A partir de l'article cité ci-dessus de François Pellegrino, Christophe Coupé & Egidio Marsico (A cross-language perspective on speech information rate, Language, 2011), je vais donner quelques précisions, mais en simplifiant un peu les résultats (je ne donne pas la fourchette encadrant la moyenne). Les 8 langues comparées sont : allemand, anglais, espagnol, français, italien, japonais, mandarin (chinois), vietnamien (pour une partie des tables numériques). Le mot "information" est à prendre au sens de la théorie de l'information inaugurée par Shannon : c'est ce truc qui se mesure en bits et en octets.
Vitesse d'élocution moyenne en nombre de syllabes par seconde
japonais : 7,84
espagnol : 7,82
français : 7,18
italien : 6,99
anglais : 6,19
allemand 5,97
vietnamien : 5,22
mandarin : 5,18
Bien entendu, ce sont des moyennes qui recouvrent de grandes variations suivant le contexte et les circonstances, le style utilisé, le groupe social, les individus, le type de mots, etc. Chacun de nous peut en faire l'expérience journalière. Mais chacun de nous peut aussi avoir l'intuition que certaines langues se parlent plus vite que d'autres, même si quelques linguistes ont cru voir là une illusion. Ils avaient tort.
L'article donne aussi des informations sur la complexité des syllabes dans 7 des 8 langues considérées, obtenues à partir de grosses bases de données existantes (le vietnamien ne figure pas dans les données disponibles). La complexité syllabique est évaluée en comptant le nombre de phonèmes par syllabe, et en tenant compte du ton pour le mandarin. La complexité syllabique a été calculée d'une part sur les entrées lexicales dans le lexique (les dictionnaires), ce qu'on appelle en anglais des "types", et d'autre part sur des transcriptions d'enregistrements , donc des "tokens", des occurrences en discours. Dans ce dernier cas, est évidemment prise en compte la fréquence plus grande des mots à structure syllabique simple (classiquement dans les mots-outils), ce qui fait chuter le nombre moyen de phonèmes par syllabe par rapport à des calculs faits sur les dictionnaires. Bien entendu, cette deuxième série de données est la plus intéressante dans l'optique sténographique, c'est donc la seule que je reproduis.

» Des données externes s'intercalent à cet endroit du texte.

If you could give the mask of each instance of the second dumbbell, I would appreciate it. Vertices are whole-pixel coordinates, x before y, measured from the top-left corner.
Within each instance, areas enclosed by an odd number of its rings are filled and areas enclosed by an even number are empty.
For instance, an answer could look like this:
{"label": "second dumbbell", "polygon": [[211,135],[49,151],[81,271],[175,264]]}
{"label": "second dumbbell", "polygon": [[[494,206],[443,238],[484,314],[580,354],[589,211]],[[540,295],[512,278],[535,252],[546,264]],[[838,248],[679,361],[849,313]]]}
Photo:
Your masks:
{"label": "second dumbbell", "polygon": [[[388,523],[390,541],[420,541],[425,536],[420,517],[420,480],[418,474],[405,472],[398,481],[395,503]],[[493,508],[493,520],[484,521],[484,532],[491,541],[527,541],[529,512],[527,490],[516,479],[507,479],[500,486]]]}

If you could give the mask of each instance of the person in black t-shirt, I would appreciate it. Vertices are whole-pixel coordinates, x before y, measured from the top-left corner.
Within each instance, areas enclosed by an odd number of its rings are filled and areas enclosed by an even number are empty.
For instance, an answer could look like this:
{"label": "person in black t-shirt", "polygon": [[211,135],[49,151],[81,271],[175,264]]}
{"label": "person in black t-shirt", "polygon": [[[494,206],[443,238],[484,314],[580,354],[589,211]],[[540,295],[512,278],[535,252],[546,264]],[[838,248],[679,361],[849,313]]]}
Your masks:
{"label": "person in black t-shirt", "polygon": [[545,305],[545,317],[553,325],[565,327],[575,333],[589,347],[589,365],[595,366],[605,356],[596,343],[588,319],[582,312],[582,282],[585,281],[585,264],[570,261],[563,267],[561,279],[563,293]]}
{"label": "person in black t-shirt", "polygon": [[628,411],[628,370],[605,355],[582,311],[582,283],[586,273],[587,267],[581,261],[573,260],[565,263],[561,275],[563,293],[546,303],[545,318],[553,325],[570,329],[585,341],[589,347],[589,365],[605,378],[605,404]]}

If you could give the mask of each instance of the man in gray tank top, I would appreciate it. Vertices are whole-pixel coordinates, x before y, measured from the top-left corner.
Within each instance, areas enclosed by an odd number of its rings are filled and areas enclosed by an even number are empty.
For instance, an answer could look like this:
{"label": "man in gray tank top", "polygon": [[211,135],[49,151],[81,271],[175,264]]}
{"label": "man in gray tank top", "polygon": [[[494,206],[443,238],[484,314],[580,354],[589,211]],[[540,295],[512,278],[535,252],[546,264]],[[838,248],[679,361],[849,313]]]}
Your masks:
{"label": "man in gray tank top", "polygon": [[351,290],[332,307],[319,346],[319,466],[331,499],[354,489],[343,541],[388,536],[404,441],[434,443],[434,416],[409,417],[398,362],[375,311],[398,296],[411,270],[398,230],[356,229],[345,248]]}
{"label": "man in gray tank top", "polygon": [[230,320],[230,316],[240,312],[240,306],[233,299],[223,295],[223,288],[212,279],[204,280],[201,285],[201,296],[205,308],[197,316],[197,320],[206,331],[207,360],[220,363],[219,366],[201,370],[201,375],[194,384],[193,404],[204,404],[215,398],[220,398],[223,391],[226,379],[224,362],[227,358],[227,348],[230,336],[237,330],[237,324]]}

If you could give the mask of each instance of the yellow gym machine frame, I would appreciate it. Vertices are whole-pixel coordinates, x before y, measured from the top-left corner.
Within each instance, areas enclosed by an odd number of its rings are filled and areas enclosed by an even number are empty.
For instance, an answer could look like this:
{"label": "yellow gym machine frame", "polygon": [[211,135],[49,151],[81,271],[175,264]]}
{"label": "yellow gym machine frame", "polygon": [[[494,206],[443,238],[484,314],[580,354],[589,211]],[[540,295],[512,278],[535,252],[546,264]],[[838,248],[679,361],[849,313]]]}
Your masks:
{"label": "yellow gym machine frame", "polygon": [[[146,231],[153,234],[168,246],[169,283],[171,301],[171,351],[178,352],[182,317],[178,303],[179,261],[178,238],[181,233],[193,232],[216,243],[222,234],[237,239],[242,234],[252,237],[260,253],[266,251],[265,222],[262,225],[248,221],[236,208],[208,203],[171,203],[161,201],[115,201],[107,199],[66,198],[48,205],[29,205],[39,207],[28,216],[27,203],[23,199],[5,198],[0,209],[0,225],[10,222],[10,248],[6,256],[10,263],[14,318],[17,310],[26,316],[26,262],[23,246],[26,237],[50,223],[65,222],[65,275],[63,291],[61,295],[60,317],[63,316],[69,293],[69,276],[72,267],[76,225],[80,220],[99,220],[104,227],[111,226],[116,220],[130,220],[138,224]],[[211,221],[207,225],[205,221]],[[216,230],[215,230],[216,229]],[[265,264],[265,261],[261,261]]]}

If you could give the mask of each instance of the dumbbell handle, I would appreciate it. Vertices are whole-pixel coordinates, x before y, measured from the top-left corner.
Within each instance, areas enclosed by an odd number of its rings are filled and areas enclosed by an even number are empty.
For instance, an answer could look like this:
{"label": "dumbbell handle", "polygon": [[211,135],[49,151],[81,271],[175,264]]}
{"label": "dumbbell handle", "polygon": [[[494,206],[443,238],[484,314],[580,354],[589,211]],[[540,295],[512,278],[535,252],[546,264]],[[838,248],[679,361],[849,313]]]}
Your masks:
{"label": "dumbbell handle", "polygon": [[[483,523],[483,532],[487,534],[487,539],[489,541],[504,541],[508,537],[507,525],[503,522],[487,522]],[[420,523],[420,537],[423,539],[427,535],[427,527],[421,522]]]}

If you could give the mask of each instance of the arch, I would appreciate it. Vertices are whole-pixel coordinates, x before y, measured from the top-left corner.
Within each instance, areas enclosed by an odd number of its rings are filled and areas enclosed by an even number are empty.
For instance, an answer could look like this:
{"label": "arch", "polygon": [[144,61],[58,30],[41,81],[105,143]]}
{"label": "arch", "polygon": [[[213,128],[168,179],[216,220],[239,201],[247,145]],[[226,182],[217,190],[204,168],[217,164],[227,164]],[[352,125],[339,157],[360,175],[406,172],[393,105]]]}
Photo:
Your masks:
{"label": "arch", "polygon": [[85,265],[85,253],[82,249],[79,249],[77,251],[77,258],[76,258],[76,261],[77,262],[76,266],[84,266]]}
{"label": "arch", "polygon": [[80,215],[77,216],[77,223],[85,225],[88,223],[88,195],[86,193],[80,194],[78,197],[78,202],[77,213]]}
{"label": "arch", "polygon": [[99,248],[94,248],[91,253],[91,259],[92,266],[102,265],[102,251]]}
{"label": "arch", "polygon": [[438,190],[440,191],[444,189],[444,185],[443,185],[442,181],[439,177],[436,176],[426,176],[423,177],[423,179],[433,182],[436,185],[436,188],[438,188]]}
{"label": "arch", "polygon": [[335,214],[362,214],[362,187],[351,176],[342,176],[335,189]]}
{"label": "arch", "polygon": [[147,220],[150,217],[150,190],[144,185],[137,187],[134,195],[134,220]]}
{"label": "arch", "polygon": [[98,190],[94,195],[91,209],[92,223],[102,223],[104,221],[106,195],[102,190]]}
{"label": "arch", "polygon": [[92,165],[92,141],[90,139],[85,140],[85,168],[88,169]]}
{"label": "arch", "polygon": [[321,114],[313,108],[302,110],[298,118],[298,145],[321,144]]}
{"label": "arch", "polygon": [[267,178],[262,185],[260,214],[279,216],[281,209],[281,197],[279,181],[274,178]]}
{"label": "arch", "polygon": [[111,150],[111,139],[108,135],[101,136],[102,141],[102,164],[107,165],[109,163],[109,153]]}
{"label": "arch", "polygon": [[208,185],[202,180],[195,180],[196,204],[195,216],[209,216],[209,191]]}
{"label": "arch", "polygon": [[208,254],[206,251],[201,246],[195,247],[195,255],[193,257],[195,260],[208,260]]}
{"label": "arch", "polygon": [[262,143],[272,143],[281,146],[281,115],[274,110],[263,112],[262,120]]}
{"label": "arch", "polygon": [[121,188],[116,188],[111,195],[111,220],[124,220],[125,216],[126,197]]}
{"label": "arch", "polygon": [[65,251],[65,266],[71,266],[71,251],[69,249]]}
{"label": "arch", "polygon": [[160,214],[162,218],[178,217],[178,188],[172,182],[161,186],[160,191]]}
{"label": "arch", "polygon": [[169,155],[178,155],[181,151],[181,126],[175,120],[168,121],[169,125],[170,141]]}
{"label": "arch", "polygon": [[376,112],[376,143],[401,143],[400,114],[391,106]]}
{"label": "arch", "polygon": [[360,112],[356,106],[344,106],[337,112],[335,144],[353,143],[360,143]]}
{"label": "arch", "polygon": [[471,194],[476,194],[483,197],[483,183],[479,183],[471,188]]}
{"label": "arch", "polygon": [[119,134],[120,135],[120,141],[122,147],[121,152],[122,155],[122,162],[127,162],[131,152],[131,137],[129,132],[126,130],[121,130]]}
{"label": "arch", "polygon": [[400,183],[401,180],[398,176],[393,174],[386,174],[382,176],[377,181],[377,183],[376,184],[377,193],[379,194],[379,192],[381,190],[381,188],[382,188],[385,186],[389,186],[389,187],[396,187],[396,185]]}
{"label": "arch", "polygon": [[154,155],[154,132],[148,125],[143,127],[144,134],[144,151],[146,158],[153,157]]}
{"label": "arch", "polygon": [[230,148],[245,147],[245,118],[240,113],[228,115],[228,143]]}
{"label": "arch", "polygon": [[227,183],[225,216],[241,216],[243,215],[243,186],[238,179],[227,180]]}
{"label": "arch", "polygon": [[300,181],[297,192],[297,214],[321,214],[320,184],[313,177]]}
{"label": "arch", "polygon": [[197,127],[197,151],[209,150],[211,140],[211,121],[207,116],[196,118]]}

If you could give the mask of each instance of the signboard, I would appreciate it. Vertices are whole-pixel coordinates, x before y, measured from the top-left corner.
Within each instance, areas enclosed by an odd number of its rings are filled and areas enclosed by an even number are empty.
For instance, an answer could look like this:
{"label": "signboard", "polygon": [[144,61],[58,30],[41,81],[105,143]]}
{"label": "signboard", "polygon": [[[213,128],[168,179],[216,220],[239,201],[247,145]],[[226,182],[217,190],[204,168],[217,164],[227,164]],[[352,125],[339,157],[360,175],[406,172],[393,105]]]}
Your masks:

Complexité syllabique moyenne (en discours) en nombre de phonèmes par syllabe
mandarin : 3,58
allemand : 2,68
anglais : 2,48
espagnol : 2,40
italien : 2,30
français : 2,21
japonais : 1,93
La conclusion de l'article fournit (dans ma reformulation) l'explication de la variation de la vitesse d'élocution de langue à langue selon le principe suivant.

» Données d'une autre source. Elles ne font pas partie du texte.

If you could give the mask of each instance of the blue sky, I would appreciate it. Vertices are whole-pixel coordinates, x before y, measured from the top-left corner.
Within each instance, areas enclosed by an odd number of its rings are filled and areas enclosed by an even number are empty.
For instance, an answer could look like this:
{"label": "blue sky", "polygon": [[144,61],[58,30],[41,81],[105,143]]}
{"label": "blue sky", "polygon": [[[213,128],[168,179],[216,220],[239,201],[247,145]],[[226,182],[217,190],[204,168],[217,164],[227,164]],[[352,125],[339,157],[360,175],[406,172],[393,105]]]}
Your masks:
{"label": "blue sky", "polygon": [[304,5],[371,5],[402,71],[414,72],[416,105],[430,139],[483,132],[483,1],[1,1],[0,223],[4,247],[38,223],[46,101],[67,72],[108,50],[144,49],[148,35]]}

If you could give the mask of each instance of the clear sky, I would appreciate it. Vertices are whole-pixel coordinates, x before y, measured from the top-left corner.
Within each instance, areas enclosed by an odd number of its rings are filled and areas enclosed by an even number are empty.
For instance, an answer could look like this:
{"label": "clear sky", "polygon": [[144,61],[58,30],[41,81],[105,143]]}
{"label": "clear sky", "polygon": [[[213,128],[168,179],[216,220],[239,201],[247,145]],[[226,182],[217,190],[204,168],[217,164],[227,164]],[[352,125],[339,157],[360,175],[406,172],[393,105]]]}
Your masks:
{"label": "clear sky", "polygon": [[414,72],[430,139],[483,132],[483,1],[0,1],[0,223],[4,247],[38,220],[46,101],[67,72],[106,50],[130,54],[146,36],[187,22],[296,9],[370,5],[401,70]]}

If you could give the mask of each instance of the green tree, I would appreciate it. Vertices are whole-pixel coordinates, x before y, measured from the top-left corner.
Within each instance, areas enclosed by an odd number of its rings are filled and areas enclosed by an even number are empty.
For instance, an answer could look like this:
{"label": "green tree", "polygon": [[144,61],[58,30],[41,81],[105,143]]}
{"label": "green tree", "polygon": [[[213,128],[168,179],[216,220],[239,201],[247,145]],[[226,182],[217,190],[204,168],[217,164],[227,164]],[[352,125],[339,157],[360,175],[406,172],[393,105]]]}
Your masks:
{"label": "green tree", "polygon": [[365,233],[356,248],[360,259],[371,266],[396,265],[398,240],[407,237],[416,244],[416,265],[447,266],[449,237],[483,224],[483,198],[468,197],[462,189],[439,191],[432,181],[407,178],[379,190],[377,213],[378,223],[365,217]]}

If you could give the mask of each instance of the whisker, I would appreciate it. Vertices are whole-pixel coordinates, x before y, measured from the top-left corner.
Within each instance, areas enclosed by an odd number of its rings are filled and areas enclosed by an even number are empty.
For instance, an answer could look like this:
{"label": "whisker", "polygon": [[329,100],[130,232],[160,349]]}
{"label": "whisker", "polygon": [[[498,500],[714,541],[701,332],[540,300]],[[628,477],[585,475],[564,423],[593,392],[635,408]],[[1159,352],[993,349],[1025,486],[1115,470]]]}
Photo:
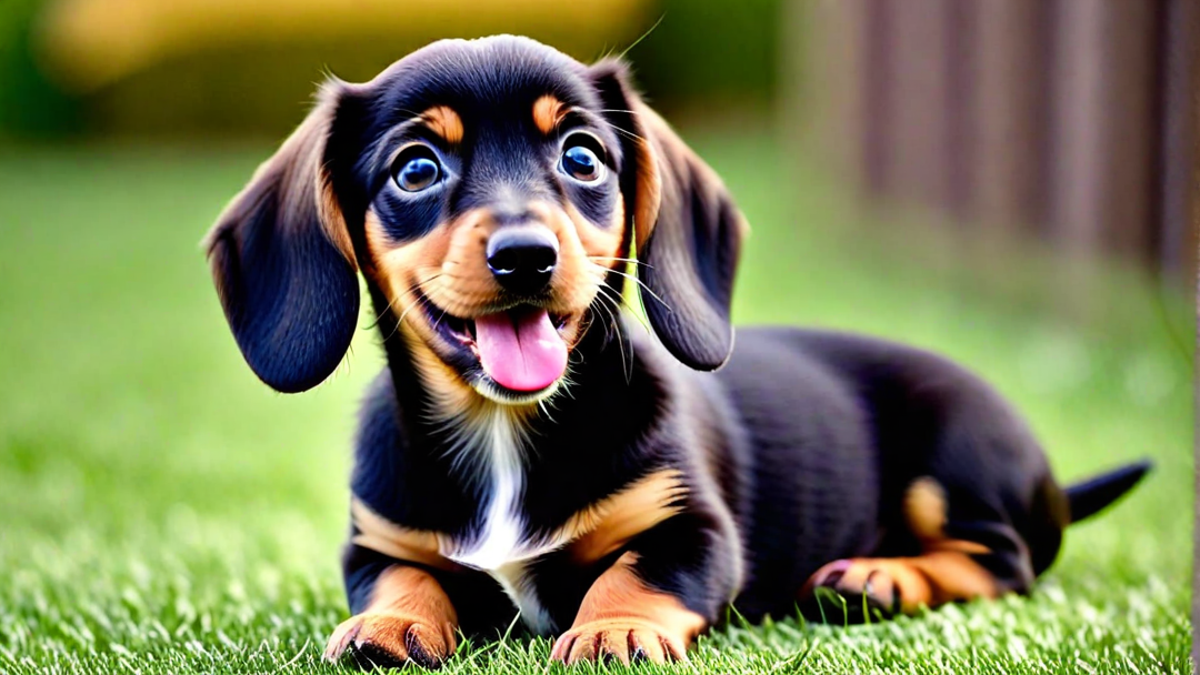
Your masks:
{"label": "whisker", "polygon": [[[612,329],[617,333],[617,350],[620,352],[620,370],[622,374],[624,374],[625,383],[628,384],[634,380],[634,344],[629,344],[629,358],[626,360],[624,331],[622,330],[620,319],[618,318],[618,315],[620,313],[620,303],[605,293],[605,291],[612,294],[616,294],[617,292],[606,285],[601,285],[599,291],[600,292],[596,297],[602,300],[600,306],[608,312],[608,316],[612,319]],[[612,307],[610,307],[607,303],[612,303]],[[607,336],[606,339],[611,340],[611,338]]]}
{"label": "whisker", "polygon": [[437,274],[434,274],[434,275],[432,275],[432,276],[430,276],[430,277],[427,277],[427,279],[422,279],[422,280],[420,280],[420,281],[416,281],[416,282],[414,282],[414,283],[413,283],[412,286],[409,286],[408,288],[404,288],[404,289],[403,289],[403,291],[402,291],[402,292],[401,292],[400,294],[397,294],[397,295],[396,295],[396,298],[395,298],[395,299],[392,299],[392,300],[389,300],[389,301],[388,301],[388,306],[386,306],[386,307],[384,307],[384,309],[383,309],[383,311],[380,311],[380,312],[379,312],[379,313],[378,313],[378,315],[376,316],[374,321],[373,321],[373,322],[371,322],[371,325],[367,325],[367,327],[366,327],[366,330],[371,330],[371,329],[373,329],[374,327],[379,325],[379,322],[380,322],[380,321],[383,319],[383,315],[384,315],[384,312],[386,312],[388,310],[394,310],[394,309],[396,309],[396,305],[395,305],[395,303],[396,303],[397,300],[400,300],[400,298],[402,298],[402,297],[403,297],[403,295],[404,295],[406,293],[408,293],[409,291],[412,291],[413,288],[416,288],[418,286],[420,286],[420,285],[422,285],[422,283],[428,283],[430,281],[433,281],[434,279],[438,279],[439,276],[443,276],[444,274],[445,274],[445,273],[442,273],[442,271],[439,271],[439,273],[437,273]]}
{"label": "whisker", "polygon": [[590,258],[593,261],[617,261],[617,262],[622,262],[622,263],[634,263],[636,265],[642,265],[642,267],[648,268],[648,269],[654,269],[654,265],[652,265],[649,263],[643,263],[642,261],[637,261],[637,259],[634,259],[634,258],[618,258],[616,256],[588,256],[588,258]]}
{"label": "whisker", "polygon": [[654,291],[650,291],[650,287],[647,286],[646,282],[642,281],[641,279],[634,276],[632,274],[628,274],[628,273],[624,273],[624,271],[620,271],[620,270],[608,269],[608,268],[598,265],[595,263],[592,263],[592,264],[594,267],[596,267],[596,268],[604,269],[605,271],[611,271],[613,274],[618,274],[618,275],[624,276],[625,279],[632,281],[634,283],[637,283],[638,286],[642,287],[643,291],[646,291],[647,293],[649,293],[652,298],[654,298],[655,300],[659,301],[659,304],[661,304],[664,307],[666,307],[668,312],[674,312],[674,307],[672,307],[671,305],[668,305],[666,303],[666,300],[664,300],[662,298],[659,297],[658,293],[655,293]]}

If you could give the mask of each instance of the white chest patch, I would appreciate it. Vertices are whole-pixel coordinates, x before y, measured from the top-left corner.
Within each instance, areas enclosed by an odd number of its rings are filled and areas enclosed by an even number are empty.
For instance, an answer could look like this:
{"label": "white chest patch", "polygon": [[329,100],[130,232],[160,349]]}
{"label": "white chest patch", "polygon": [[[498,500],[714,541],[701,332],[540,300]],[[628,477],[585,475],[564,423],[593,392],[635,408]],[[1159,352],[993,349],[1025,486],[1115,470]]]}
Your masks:
{"label": "white chest patch", "polygon": [[538,602],[526,574],[528,561],[553,549],[524,538],[524,429],[521,419],[502,406],[485,410],[473,424],[463,426],[454,453],[462,465],[476,472],[482,485],[482,522],[469,540],[456,540],[446,551],[450,560],[488,573],[521,611],[521,620],[533,631],[552,628],[550,615]]}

Les règles présidant à la structure syllabique de chaque langue sont différentes, avec comme résultat que la complexité syllabique varie de langue à langue. A cause de cela, l'information véhiculée par une syllabe varie de langue à langue. On peut faire l'hypothèse qu'on va communiquer en délivrant un flux d'information pas trop variable dans les discours de langue à langue, les êtres humains se comportant d'une façon pas trop différente à cet égard, malgré les différences de langues. Dans ces conditions, il faut que, dans chaque langue, les discours produits véhiculent à peu près le même volume d'information par unité de temps. Comme la densité d'information par syllabe diffère de langue à langue, cela aura pour conséquence la tendance à réguler la vitesse en fonction de la quantité d'information délivrée chaque seconde. Plus la quantité d'information véhiculée par une syllabe est grande, moins il sera nécessaire d'aller vite, et inversement. Il est donc compréhensible que les Chinois parlent moins vite que les Japonais, les anglophones moins vite que les francophones.
Par ailleurs, comme on peut s'y attendre, les langues varient quant au nombre de syllabes différentes qu'on peut y trouver. Mais on va voir que la disparité peut être vraiment énorme, puisque l'anglais offre 19 fois plus de syllabes différentes que le japonais. La richesse en syllabes différentes dépend du nombre de phonèmes consonantiques et vocaliques de la langue, et des règles combinatoires de construction des syllabes (phonotactique).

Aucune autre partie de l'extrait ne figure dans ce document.